Provide a way to allow retries in FUSE, `filer.copy`, and other operations.
eliphatfs opened this issue · comments
Describe the bug
When there are a huge number of requests, it is inevitable that the network connection may break sometime.
For now, filer.copy
just prints a warning and (somehow may or may not) the whole process ends.
In either case it does not retry the failure.
I have to manually rerun the command after the previous one finishes with check.size
set to reliably migrate the storage.
The error log is not informative enough to know which files have failed.
weed mount
FUSE simply returns a Input/output error in such case, disrupting, for example, a machine learning training task.

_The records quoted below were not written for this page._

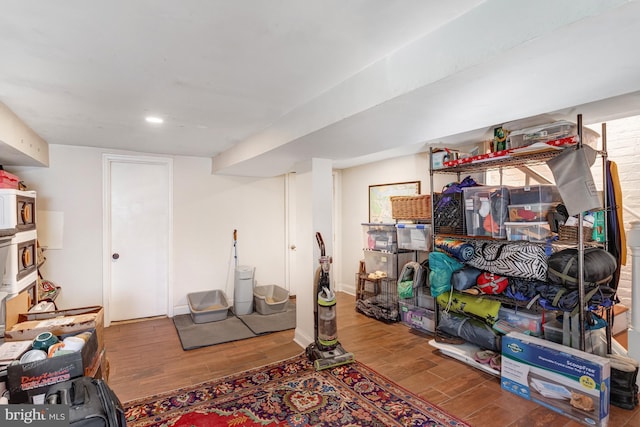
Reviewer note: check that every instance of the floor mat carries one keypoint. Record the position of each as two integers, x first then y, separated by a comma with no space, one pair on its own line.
195,335
264,324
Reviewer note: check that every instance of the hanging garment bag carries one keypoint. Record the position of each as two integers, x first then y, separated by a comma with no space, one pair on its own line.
572,173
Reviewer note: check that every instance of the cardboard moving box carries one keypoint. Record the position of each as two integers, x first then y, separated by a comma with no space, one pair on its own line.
27,380
561,378
58,322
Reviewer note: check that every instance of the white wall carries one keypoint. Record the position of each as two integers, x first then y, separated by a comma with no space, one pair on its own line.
207,208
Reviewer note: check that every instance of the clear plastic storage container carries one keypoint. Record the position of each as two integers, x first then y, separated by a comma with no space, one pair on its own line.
534,212
389,263
528,231
534,194
551,132
380,237
414,237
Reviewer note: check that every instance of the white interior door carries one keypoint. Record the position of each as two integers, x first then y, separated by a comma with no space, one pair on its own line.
137,237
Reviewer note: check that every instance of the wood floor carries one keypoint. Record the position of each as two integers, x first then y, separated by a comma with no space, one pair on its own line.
146,358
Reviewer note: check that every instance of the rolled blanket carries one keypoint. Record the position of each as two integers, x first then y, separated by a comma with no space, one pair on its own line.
462,251
522,289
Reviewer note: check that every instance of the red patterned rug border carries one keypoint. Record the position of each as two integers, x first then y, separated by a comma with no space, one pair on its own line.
196,397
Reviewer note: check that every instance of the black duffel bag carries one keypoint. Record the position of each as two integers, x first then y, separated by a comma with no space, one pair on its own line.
91,402
599,266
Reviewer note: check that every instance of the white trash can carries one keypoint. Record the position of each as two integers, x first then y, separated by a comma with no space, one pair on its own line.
243,290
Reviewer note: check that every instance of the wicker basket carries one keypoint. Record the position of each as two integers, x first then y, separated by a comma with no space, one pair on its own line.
570,233
411,207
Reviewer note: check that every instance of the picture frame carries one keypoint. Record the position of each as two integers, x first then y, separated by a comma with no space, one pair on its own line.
380,202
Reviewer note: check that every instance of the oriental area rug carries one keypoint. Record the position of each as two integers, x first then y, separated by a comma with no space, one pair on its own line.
290,393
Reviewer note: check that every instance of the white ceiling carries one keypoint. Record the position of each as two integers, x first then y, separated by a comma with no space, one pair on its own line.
261,85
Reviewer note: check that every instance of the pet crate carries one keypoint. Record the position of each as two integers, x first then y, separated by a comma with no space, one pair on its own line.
378,298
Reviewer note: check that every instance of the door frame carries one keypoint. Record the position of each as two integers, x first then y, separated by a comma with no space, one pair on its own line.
107,160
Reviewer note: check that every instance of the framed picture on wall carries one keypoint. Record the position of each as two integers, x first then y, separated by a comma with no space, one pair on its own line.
380,202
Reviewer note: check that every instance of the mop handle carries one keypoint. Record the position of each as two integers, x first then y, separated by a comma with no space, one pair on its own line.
320,243
235,250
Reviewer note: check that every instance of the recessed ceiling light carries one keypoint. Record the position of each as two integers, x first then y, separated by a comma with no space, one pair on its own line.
153,119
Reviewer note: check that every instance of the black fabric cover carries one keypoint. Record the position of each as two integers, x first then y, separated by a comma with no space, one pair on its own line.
599,266
471,330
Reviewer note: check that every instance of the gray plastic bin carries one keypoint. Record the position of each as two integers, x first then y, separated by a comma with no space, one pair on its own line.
270,299
208,306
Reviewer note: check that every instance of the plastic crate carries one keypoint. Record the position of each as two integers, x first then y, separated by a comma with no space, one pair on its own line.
389,263
418,318
380,237
528,231
270,299
208,306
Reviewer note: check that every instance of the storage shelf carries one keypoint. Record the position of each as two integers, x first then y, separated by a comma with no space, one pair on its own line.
509,161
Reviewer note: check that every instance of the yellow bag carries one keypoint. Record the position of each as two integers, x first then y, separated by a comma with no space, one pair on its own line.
477,306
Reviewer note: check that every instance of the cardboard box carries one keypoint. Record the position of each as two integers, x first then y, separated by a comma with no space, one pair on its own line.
26,380
58,322
563,379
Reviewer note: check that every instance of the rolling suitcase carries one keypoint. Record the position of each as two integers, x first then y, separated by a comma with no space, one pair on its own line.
91,402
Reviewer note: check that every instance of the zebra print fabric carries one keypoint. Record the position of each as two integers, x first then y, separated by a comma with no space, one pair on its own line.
524,260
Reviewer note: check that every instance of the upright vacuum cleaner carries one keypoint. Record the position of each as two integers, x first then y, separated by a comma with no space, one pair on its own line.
325,352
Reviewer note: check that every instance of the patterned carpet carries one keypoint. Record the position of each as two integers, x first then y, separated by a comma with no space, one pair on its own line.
290,393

These errors happens about once in a million, but they are preventing seaweed being a reliable file system we can trust in our cluster.
System Setup
/usr/local/bin/weed server -volume=0 -filer -dir=/weedfs
/usr/local/bin/weed volume -max=400 -dir=/weedfs -mserver=10.8.149.13:9333
on 8 machines different from the master- These commands are done by systemctl services with setups exactly as the wiki page.
- OS version: Ubuntu 22.04
- output of
weed version
: version 8000GB 3.63 54d7748 linux amd64 - if using filer, show the content of
filer.toml
: nofiler.toml
- security:
[access]
ui = false
[grpc]
ca = "/etc/ariesdockerd/certs/Aries_SeaweedFS_CA.crt"
[grpc.volume]
cert = "/etc/ariesdockerd/certs/volume01.crt"
key = "/etc/ariesdockerd/certs/volume01.key"
[grpc.master]
cert = "/etc/ariesdockerd/certs/master01.crt"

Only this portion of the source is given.